CENTRAL EALING: After a round of consultations organised by the Council’s Development partners Galliford Try, new details of the plans to redevelop Perceval House have emerged.
The scheme is ambitious and extremely complicated. The first phase will see the demolition of the front half of the Council’s 1980s fortress like building to make space for new Council offices and a public library. While facing onto the Uxbridge Road, entry to the new facilities will be off a new piazza running alongside Longfield Avenue. During this first phase Council services will continue to operate out of the rear half of the existing building.

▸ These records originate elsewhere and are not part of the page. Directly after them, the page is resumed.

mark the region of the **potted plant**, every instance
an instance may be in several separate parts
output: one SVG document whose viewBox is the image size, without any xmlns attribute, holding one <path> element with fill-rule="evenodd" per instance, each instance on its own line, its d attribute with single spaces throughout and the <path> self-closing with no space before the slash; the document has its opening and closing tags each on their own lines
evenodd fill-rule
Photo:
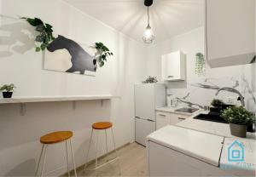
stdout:
<svg viewBox="0 0 256 177">
<path fill-rule="evenodd" d="M 213 107 L 221 107 L 224 105 L 223 100 L 218 100 L 218 99 L 213 99 L 211 102 L 211 105 Z"/>
<path fill-rule="evenodd" d="M 223 100 L 218 99 L 213 99 L 211 102 L 212 107 L 210 107 L 210 110 L 214 112 L 220 112 L 222 110 L 222 106 L 224 104 L 224 103 L 223 102 Z"/>
<path fill-rule="evenodd" d="M 247 135 L 247 126 L 255 123 L 255 115 L 243 106 L 230 106 L 220 117 L 230 123 L 231 134 L 241 138 Z"/>
<path fill-rule="evenodd" d="M 148 76 L 148 77 L 143 82 L 143 83 L 157 83 L 158 80 L 156 79 L 156 77 L 150 77 Z"/>
<path fill-rule="evenodd" d="M 3 98 L 11 98 L 13 95 L 13 91 L 15 86 L 11 83 L 9 85 L 4 84 L 0 88 L 0 91 L 3 92 Z"/>
</svg>

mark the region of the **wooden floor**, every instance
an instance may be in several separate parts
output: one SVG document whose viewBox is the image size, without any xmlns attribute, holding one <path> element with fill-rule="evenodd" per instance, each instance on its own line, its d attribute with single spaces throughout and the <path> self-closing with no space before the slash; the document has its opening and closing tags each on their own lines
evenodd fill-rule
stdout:
<svg viewBox="0 0 256 177">
<path fill-rule="evenodd" d="M 146 151 L 145 147 L 137 143 L 132 143 L 118 151 L 120 157 L 121 175 L 119 174 L 117 161 L 97 170 L 97 176 L 146 176 Z M 98 164 L 102 164 L 108 160 L 115 157 L 113 152 L 108 157 L 99 160 Z M 93 168 L 95 163 L 90 164 L 88 168 Z M 96 176 L 95 171 L 78 169 L 78 176 Z"/>
</svg>

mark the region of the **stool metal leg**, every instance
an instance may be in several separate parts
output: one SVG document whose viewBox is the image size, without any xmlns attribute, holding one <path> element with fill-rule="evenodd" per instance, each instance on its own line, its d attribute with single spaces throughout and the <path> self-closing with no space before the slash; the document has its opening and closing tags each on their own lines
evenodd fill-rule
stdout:
<svg viewBox="0 0 256 177">
<path fill-rule="evenodd" d="M 69 167 L 68 167 L 68 153 L 67 153 L 67 140 L 65 141 L 65 145 L 66 145 L 67 169 L 68 176 L 70 176 Z"/>
<path fill-rule="evenodd" d="M 115 151 L 115 154 L 116 154 L 116 157 L 118 158 L 118 164 L 119 164 L 119 175 L 121 175 L 121 168 L 120 168 L 119 157 L 118 152 L 117 152 L 117 150 L 116 150 L 115 142 L 114 142 L 114 138 L 113 138 L 113 128 L 111 128 L 111 133 L 112 133 L 112 138 L 113 138 L 113 143 L 114 151 Z"/>
<path fill-rule="evenodd" d="M 90 132 L 90 141 L 89 141 L 89 147 L 88 147 L 88 150 L 87 150 L 87 154 L 86 154 L 86 158 L 85 158 L 84 171 L 86 170 L 86 165 L 87 165 L 87 161 L 88 161 L 88 155 L 89 155 L 89 151 L 90 151 L 90 147 L 92 134 L 93 134 L 93 128 L 91 129 L 91 132 Z"/>
<path fill-rule="evenodd" d="M 73 170 L 74 170 L 74 173 L 75 173 L 75 177 L 77 177 L 76 164 L 75 164 L 75 161 L 74 161 L 74 157 L 73 157 L 73 146 L 72 146 L 72 140 L 71 140 L 71 139 L 69 140 L 69 143 L 70 143 L 70 149 L 71 149 L 71 154 L 72 154 L 72 158 L 73 158 Z"/>
<path fill-rule="evenodd" d="M 99 140 L 99 131 L 97 131 L 97 140 L 96 144 L 96 163 L 95 163 L 96 175 L 97 175 L 97 166 L 98 166 L 98 140 Z"/>
<path fill-rule="evenodd" d="M 107 129 L 105 129 L 105 140 L 106 140 L 106 155 L 108 156 L 108 139 L 107 139 Z M 108 158 L 107 158 L 107 162 L 108 162 Z"/>
<path fill-rule="evenodd" d="M 44 145 L 43 144 L 41 152 L 40 152 L 40 156 L 39 156 L 39 159 L 38 160 L 38 163 L 37 163 L 37 167 L 36 167 L 35 176 L 38 176 L 38 169 L 39 169 L 39 166 L 40 166 L 41 158 L 42 158 L 42 156 L 43 156 L 44 150 Z"/>
<path fill-rule="evenodd" d="M 46 151 L 47 151 L 47 145 L 45 145 L 45 151 L 44 151 L 44 159 L 43 159 L 43 167 L 42 167 L 42 169 L 41 169 L 41 174 L 40 174 L 40 176 L 43 176 L 43 173 L 44 173 L 45 158 L 46 158 Z"/>
</svg>

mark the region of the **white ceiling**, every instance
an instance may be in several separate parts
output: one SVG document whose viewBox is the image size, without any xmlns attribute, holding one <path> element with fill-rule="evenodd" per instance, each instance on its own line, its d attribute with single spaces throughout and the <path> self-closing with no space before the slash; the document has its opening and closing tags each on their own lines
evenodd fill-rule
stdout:
<svg viewBox="0 0 256 177">
<path fill-rule="evenodd" d="M 144 0 L 64 0 L 139 42 L 147 26 Z M 154 0 L 149 8 L 156 42 L 203 25 L 204 0 Z"/>
</svg>

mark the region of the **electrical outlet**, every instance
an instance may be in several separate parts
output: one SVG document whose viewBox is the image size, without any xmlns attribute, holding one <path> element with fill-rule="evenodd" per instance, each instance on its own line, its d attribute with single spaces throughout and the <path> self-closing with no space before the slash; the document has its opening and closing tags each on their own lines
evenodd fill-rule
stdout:
<svg viewBox="0 0 256 177">
<path fill-rule="evenodd" d="M 229 105 L 235 105 L 236 102 L 236 99 L 234 96 L 228 96 L 226 98 L 226 103 Z"/>
</svg>

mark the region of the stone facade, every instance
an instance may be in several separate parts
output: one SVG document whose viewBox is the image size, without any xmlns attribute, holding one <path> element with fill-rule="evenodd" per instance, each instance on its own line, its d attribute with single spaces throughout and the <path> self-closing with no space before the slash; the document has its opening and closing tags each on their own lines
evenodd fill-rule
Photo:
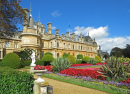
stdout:
<svg viewBox="0 0 130 94">
<path fill-rule="evenodd" d="M 44 53 L 51 52 L 54 58 L 62 57 L 64 53 L 68 53 L 73 56 L 82 54 L 83 56 L 95 57 L 97 56 L 97 43 L 95 39 L 91 37 L 75 35 L 75 33 L 66 33 L 66 36 L 59 35 L 59 29 L 56 30 L 56 34 L 51 33 L 51 23 L 48 25 L 48 32 L 45 31 L 45 26 L 41 24 L 40 19 L 36 23 L 33 21 L 33 17 L 30 13 L 28 18 L 28 9 L 24 9 L 26 12 L 23 15 L 23 30 L 12 38 L 0 39 L 0 58 L 10 52 L 19 52 L 22 49 L 34 49 L 36 50 L 36 56 L 38 59 L 43 57 Z"/>
</svg>

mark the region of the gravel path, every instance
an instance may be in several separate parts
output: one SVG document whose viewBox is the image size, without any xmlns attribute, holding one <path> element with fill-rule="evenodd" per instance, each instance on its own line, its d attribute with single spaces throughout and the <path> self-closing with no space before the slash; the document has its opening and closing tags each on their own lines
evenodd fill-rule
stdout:
<svg viewBox="0 0 130 94">
<path fill-rule="evenodd" d="M 34 78 L 37 79 L 37 76 L 34 75 Z M 46 82 L 49 82 L 49 85 L 53 86 L 53 94 L 110 94 L 96 89 L 73 85 L 46 77 L 42 78 Z"/>
</svg>

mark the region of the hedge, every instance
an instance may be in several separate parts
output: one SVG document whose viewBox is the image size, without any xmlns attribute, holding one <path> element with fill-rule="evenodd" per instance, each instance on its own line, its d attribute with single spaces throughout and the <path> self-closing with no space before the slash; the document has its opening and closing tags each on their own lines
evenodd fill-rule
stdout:
<svg viewBox="0 0 130 94">
<path fill-rule="evenodd" d="M 0 67 L 0 94 L 33 94 L 32 74 Z"/>
<path fill-rule="evenodd" d="M 2 63 L 14 69 L 20 68 L 22 65 L 19 56 L 15 53 L 8 53 L 5 55 Z"/>
</svg>

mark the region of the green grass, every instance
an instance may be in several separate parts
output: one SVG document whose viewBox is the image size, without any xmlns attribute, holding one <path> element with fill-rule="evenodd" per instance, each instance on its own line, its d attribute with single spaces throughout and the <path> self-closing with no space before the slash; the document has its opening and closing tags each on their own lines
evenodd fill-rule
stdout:
<svg viewBox="0 0 130 94">
<path fill-rule="evenodd" d="M 84 67 L 76 67 L 76 69 L 84 69 L 84 68 L 101 68 L 102 67 L 102 65 L 101 66 L 84 66 Z"/>
<path fill-rule="evenodd" d="M 25 66 L 24 68 L 20 68 L 20 69 L 30 69 L 30 66 Z"/>
<path fill-rule="evenodd" d="M 55 80 L 83 86 L 83 87 L 97 89 L 97 90 L 112 93 L 112 94 L 128 94 L 128 91 L 130 92 L 130 90 L 128 90 L 128 89 L 122 89 L 122 88 L 118 88 L 115 86 L 94 83 L 94 82 L 89 82 L 89 81 L 83 81 L 81 79 L 74 79 L 74 78 L 70 78 L 70 77 L 58 76 L 55 74 L 44 74 L 43 77 L 47 77 L 47 78 L 51 78 L 51 79 L 55 79 Z"/>
</svg>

The next phases begin when the Council has moved into its new premises. These will produce 500 new homes in three separate blocks . Two blocks of 10-11 storeys will run north-south in the centre of the site . Between these and the railway will be an east-west block out of which four towers would rise, similar in fashion to the finger towers of Dickens Yard. However, these towers will be much taller than Dickens Yard’s, with the tallest rising to 26 storeys on the north-east corner opposite the old fire station. To make space for all this Galliford Try have to relocate an electricity substation into the basement of the new Council office complex.
These proposals have changed significantly from those announced by the Council when it selected Galliford Try as its development partner. At that time the tallest tower was proposed at 20 storeys, which Council officers felt would create ‘intrusions’ above the Town Hall. Such intrusions – not to mention the impact on views from the adjacent conservation areas – will be considerably greater now. The reason for raising the tower seems to be to squeeze 500 new homes into the development – 29 more than the 471 in Galliford Try’s original proposal.
Galliford Try emphasise they are still developing their scheme and discussing it with stakeholders including Historic England and the Council’s Design Review Panel. We believe they hope to submit a formal planning application by the end of 2019, with construction starting in late 2020.